Thanks a lot for all your help....

You're Redis model will have to be a little more complicated than that. You'll need to maintain an index using sets, so you can find intersects which can be used to find all users in a given room. You'll then need to use redis's pub/sub functionality to enable realtime notifications. You'll also need to store messages in indexed sets, then just publish to inform your application that a change has been made, therefore sending the new data from the set.

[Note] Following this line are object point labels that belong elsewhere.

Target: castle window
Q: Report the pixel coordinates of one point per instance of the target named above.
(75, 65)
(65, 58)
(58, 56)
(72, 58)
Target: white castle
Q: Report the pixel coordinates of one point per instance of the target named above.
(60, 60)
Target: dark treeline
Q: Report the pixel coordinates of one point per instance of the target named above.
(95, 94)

If you could provide an example I can provide some redis commands to better explain how Redis works.
Update
This is in response to comments below.
Technologies I would use:
Nginx
Socket.io
mranney/node_redis
Redis
Scaling Redis
There are several solutions to scale Redis. If you need higher concurrency you can scale using master-slave replication. If you need more memory you can set up partitioning, or you can use the Redis Cluster beta(3.0.0). Alternatively you can outsource your solution to one of many Redis services(RedisGreen,RedisLabs,etc.), however this is best paired with a PaaS provider(AWS, Google Compute, Joyent) so it can be depolyed in the same cloud.
Scaling Socket.io
Socket.io can be scaled using Nginx. This is pretty common practice when scaling WebSockets. You then can synchronize each node app(with socket.io) using Redis as a messaging protocol(pub/sub).

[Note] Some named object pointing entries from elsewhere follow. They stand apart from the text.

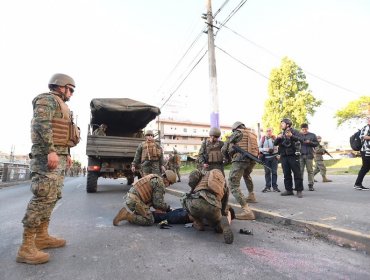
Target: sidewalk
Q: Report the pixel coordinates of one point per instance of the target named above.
(334, 211)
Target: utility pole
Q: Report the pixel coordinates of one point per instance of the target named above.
(215, 122)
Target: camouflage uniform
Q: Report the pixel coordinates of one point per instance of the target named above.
(139, 202)
(240, 167)
(210, 153)
(319, 160)
(46, 184)
(174, 165)
(150, 164)
(208, 201)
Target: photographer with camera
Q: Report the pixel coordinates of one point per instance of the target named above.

You can SUBSCRIBE connections to track when a user joins or leaves, on the event of that, which ever app/server fires the event will PUBLISH connections update or PUBLISH connections "user:john left". If a user were to leave like in the latter example, you must also remember to remove that user from the set that represents a room(ex generalChat) so something like this SREM generalChat user:john, then execute the latter upon callback from the SREM command. Once the PUBLISH is sent, all apps/servers connected to redis, already having subscribed, will receive a message query from Redis in realtime notifying them to update. All apps/servers will broadcast to the corresponding room either a new user list(redis set type) or a command notifying the frontend to remove the user.

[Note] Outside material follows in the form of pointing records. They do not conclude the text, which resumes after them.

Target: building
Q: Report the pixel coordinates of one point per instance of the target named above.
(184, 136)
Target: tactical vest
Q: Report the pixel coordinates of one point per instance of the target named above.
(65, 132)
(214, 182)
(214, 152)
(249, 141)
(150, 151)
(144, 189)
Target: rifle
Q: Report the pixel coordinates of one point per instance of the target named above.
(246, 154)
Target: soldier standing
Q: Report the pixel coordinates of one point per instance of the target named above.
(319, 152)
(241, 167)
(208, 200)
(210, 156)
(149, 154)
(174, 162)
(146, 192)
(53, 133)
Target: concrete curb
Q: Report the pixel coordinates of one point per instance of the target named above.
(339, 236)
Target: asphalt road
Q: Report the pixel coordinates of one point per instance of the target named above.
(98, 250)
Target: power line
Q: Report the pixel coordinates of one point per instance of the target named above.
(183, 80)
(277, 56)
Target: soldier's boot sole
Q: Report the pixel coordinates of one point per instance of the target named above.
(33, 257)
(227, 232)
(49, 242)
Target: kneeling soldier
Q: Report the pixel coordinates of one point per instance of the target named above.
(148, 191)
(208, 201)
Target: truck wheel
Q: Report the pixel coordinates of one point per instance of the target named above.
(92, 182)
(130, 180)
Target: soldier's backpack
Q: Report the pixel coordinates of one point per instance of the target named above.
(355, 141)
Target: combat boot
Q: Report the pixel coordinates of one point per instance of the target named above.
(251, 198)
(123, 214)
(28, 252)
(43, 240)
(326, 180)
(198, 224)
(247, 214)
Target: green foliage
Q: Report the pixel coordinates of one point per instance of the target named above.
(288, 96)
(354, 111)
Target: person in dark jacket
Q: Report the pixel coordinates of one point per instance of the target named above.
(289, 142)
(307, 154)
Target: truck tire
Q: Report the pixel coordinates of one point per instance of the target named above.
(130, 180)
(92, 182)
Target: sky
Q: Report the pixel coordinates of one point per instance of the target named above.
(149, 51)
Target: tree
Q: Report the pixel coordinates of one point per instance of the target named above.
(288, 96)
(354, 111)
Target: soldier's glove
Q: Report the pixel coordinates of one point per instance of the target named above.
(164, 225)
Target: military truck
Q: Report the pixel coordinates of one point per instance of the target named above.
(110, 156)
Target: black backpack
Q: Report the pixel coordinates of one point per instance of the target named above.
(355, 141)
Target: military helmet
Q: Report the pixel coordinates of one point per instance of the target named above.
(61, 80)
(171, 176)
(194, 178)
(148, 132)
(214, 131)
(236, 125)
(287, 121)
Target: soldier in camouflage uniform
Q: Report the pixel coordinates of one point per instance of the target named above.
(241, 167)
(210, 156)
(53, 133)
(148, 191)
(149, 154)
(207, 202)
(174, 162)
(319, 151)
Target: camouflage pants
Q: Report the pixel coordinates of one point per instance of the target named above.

Basically all your sockets are in sync with Redis, so you can host multiple socket.io servers and use Messaging via Pub/Sub to queue actions across your entire cloud.
Examples
It's not hard to scale socket.io with Redis, however Redis may be cumbersome to setup and scale, but Redis doesn't use that much memory because you manage your own relations so you therefore only have relations mapped for your specific intentions. Also you can lease cloud hosting for 8GB for $80 a month, and that would support higher concurrency than the Big Boy plan from pusher, for less than half the price, and you get persistence as well so your stack is more uniform and has less dependencies.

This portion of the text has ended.